Spring Integration + Batch + Hive as ETL

End to end pipeline to analyze data on hadoop is a very common problem.

People have been predominantly solving this problem either applying ETL to get the data into hadoop ecosystem. Some people solve the problem using technology stack of Apache Flume, Oozie coordinator ,Hive/Pig.[https://github.com/cloudera/cdh-twitter-example] We were designing similar solution in which weblogs were frequently collected into data staging directory. Few hive queries needed to be executed on those logs to show reports using Tableau. Using too many different technologies and binding them was somewhat not alluring.  We solved the same problem using Spring integration + Spring Batch + Spring Data[HiveRunner]. In this stack all the layers are Spring based and hence can be easily integrated and above that easy to maintain, test and modify.

Solution Steps :

    • Copy data to hdfs using spring integration file inbound adapter ,hdfs outbound adapter and polling mechanism.The same can be achieved by adding following to application context

<int:channel id="filesChannel"/>
<file:inbound-channel-adapter id="localFileAdapter"
				 channel="filesChannel"
	                          directory="<local path>"
	                          filename-pattern="<file pattern>"> ---*.log
	<int:poller id="poller" fixed-delay="5000"  />
</file:inbound-channel-adapter>

<int:outbound-channel-adapter id="hdfsAdapter"
				 channel="filesChannel"  ref="hiveBatchFlow"/>
 
    • Configure the spring batch job which invokes hiveTasklet.
         <beans:bean id="jobRepository" class="org.springframework.batch.core.repository.support.MapJobRepositoryFactoryBean"/>
	<beans:bean id="transactionManager" class="org.springframework.batch.support.transaction.ResourcelessTransactionManager"/>
	<beans:bean id="jobLauncher" class="org.springframework.batch.core.launch.support.SimpleJobLauncher" p:jobRepository-ref="jobRepository"/>

	<beans:bean class="org.springframework.batch.core.scope.StepScope">
		<beans:property name="proxyTargetClass" value="true"/>
	</beans:bean>

	<batch:job id="job1">
		<batch:step id="hive">
			<batch:tasklet ref="hiveTasklet" />
		</batch:step>
	</batch:job>
         
    • Configure the bean which would be invoked when new file is kept into the local file system directory. This class would hold reference to batch job and jobLauncher.
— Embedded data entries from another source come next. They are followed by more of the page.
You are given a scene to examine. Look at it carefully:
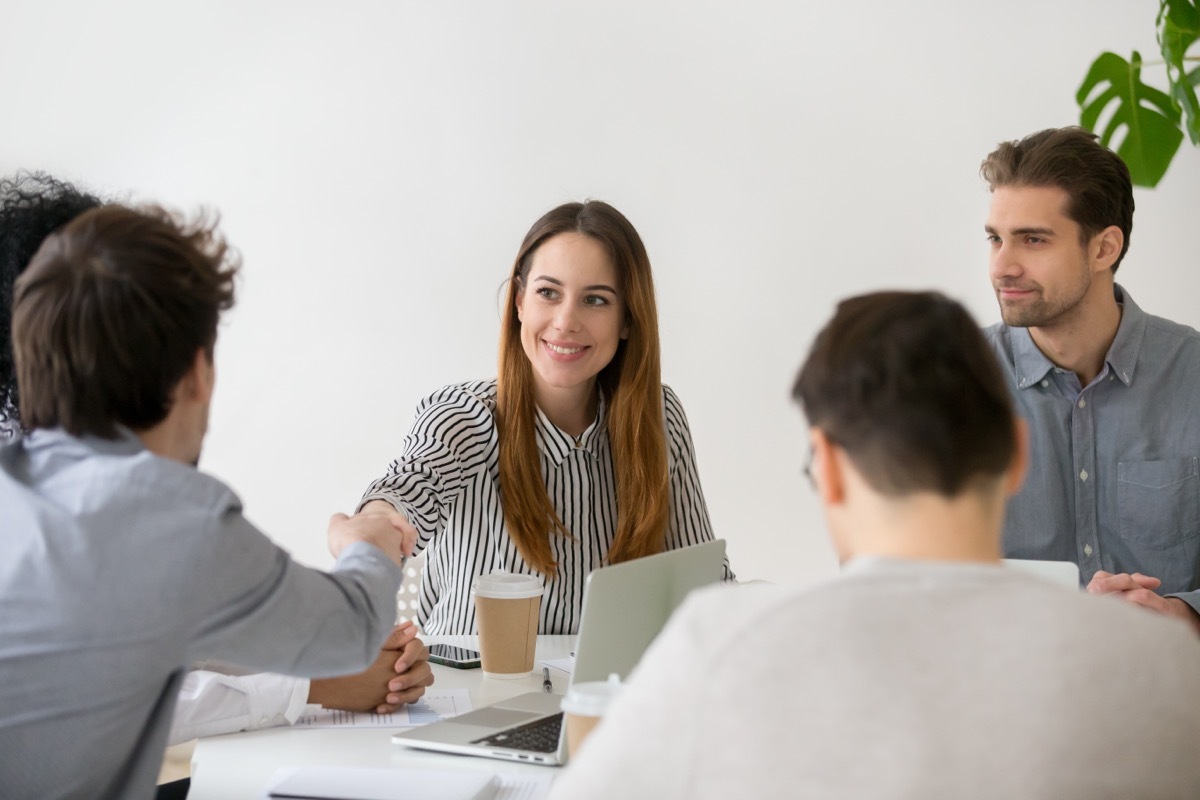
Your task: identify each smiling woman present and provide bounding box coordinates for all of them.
[360,200,733,633]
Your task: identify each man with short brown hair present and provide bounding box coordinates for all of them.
[980,127,1200,631]
[0,205,412,798]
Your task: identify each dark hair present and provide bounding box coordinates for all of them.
[979,126,1134,272]
[496,200,670,573]
[792,291,1016,498]
[0,172,101,429]
[12,205,238,438]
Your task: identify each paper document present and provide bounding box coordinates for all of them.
[268,766,553,800]
[268,766,497,800]
[293,688,470,728]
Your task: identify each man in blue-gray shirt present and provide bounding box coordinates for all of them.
[0,205,413,798]
[980,127,1200,631]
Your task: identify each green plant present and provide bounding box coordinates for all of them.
[1075,0,1200,187]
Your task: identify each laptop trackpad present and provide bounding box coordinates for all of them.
[446,705,545,728]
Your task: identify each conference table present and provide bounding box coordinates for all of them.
[187,636,575,800]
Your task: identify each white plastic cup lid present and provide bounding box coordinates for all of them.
[562,673,620,717]
[470,572,541,599]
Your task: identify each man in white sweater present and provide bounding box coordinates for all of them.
[553,293,1200,800]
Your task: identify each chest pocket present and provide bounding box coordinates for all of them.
[1117,458,1200,549]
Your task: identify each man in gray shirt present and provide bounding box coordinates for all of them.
[0,205,413,798]
[551,291,1200,800]
[980,127,1200,631]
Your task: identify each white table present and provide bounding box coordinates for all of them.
[187,636,575,800]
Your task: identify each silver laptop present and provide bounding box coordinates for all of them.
[391,540,725,764]
[1004,559,1079,590]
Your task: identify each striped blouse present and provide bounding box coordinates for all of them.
[360,379,733,634]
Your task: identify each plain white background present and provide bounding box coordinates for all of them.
[0,0,1200,579]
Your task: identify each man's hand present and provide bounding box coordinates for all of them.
[308,622,433,714]
[329,504,416,564]
[1087,570,1200,633]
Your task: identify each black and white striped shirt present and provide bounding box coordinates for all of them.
[360,380,733,633]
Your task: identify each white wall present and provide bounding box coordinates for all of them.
[0,0,1200,579]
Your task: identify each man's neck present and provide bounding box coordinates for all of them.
[844,491,1004,564]
[1030,281,1121,386]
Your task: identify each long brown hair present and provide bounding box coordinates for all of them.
[496,200,670,573]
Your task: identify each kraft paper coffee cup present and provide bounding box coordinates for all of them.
[562,674,620,758]
[472,572,541,678]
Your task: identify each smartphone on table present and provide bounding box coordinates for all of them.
[430,644,480,669]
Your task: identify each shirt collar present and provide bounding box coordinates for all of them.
[1008,284,1146,389]
[534,387,607,465]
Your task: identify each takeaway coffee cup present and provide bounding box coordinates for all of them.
[472,572,541,678]
[562,673,620,758]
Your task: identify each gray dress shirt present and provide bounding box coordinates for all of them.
[986,285,1200,610]
[0,431,401,798]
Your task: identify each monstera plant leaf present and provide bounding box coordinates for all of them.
[1156,0,1200,145]
[1075,50,1183,187]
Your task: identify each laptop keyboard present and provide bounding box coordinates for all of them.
[472,712,563,753]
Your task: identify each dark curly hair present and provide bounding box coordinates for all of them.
[0,172,103,439]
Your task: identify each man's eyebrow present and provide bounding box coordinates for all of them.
[983,225,1055,236]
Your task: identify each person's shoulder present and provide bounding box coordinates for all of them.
[416,378,496,415]
[676,583,827,638]
[662,384,688,428]
[1146,314,1200,357]
[130,451,241,517]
This class should be extending AbstractReplyProducingMessageHandler.
<beans:bean id="hiveBatchFlow"
	      class="com.example.HiveBatchFlowHandler">
		<beans:constructor-arg value="<hdfs location>"/>
		<beans:constructor-arg ref="hadoopConfiguration"/>
		<beans:constructor-arg ref="jobLauncher"/>
		<beans:constructor-arg ref="job1"/>
	</beans:bean>
    • This class should override protected Object handleRequestMessage(Message<?> requestMessage).
      In this method we can invoke the spring batch job.
           jobLauncher.run(job,new JobParametersBuilder().toJobParameters());
         
  • So far we are able to add a poller to local directory which copies any file with extension txt. When such file is found the HiveFlowHandler is invoked and control passees to handleRequestMessage. Here we can fine grain the hdfs directory path and also after copying the file to HDFS using spring hadoop FileSystem class we will launch the spring batch job which invokes a hive step. This means will execute the hive script. To complete the picture we need to configure the hive Client and hive tasklet.This can be done by adding following to applicationContext
           <hdp:configuration id="hadoopConfiguration">
		fs.default.name=${hd.fs}
	</hdp:configuration>
<hdp:hive-client-factory host="${hive.host}" port="${hive.port}"/>

	<!-- the tasklet is same as shared on spring Data Hive page-->

	<hdp:hive-tasklet id="hiveTasklet">
		<hdp:script location="apache-log-simple.hql">
			<arguments>
				hiveContribJar=${app.repo}/hive-contrib-0.8.1.jar
				localInPath="${app.home}/data/apache.log"
			</arguments>
		</hdp:script>
	</hdp:hive-tasklet>
         
  • We used maven build very similar to examples provided on Spring Data project.

I will try to put the sourcode on github as soon as possible.